I'm trying to export Clickhouse table to s3 following official docs and using command:

INSERT INTO FUNCTION
   s3(
       'https://my-bucket.s3.amazonaws.com/files/table.csv.lz4',
       'aws_key',
       'aws_secret',
       'CSV'
    )
SELECT *
FROM table
SETTINGS max_execution_time = 20

but if I don't set LIMIT, or if I set it little bit over 10000, I get following error:

Code: 617. DB::Exception: LZ4 failed to encode stream. LZ4F version: 100. (LZ4_ENCODER_FAILED) (version 23.5.3.24 (official build))

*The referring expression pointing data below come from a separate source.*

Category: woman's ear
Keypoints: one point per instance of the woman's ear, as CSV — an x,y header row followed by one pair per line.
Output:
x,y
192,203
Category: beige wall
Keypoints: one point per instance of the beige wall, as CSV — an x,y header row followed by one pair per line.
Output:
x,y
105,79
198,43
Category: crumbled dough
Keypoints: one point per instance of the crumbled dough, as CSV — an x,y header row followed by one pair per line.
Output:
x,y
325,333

My table is not too big, it has ~ 120k rows and ~10 columns. If I set LIMIT 10000 then it works fine. Same thing happens when I do export with partitions but each partition is larger than ~10000 rows.

I'm using Clickhouse version 23.5.3.24 from official docker image and default config.

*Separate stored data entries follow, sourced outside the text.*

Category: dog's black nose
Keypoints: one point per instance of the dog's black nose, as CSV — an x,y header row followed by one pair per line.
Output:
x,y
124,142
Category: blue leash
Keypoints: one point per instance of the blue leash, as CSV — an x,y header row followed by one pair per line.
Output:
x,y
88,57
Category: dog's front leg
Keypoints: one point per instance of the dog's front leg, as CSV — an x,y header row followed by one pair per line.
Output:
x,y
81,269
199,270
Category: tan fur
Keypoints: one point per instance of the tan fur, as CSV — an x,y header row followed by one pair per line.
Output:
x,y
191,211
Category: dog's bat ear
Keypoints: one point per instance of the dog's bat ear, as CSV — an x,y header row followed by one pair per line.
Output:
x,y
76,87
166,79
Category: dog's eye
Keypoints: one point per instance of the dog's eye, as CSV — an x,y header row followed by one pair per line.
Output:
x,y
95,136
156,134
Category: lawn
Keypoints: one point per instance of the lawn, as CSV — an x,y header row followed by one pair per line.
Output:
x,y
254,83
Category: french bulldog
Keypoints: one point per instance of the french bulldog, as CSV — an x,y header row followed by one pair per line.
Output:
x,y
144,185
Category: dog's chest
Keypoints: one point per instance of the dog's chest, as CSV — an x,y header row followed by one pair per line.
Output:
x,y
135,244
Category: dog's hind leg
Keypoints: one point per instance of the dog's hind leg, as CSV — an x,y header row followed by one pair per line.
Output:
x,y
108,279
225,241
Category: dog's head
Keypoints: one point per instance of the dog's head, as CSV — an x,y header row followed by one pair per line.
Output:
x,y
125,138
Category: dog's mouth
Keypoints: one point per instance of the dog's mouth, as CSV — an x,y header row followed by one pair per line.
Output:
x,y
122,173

Question: Is there any limit of how big these exports / partitions must be and if yes, are there any docs about this that I missed? How to know which size of export / partitions to make? Is there anything in configuration that should be set for this?

Thanks!


Solution

  • Do you need csv.lz4 or is it ok to have Parquet as well? You can probably overcome it by using snappy compression. In some previous Clickhouse versions, the default format was snappy and then it was changed to LZ4 and it is possibly not fine-tuned well.

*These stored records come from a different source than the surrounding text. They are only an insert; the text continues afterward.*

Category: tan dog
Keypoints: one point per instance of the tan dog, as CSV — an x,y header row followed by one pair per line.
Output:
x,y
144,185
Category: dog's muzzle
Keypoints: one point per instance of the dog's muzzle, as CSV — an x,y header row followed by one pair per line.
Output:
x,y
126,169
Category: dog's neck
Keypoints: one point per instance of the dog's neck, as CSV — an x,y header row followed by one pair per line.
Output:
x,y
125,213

    Here you can have get more context

    For example, in new version of Clickhouse I use following setting

    output_format_parquet_compression_method='snappy'
    

    In my config I'm using following settings in my config file and it is working

    clickhouse:
      profiles:
        default/max_query_size: 1000000
        default/output_format_parquet_string_as_string: true
        default/output_format_parquet_compression_method: "snappy"
    

    And exporting data to Parquet files with ENGINE

    ENGINE = S3('{s3_path}/{file_name}.parquet', 'Parquet');
    

    I also recommended to use such potentially big queries directly through clickhouse-client.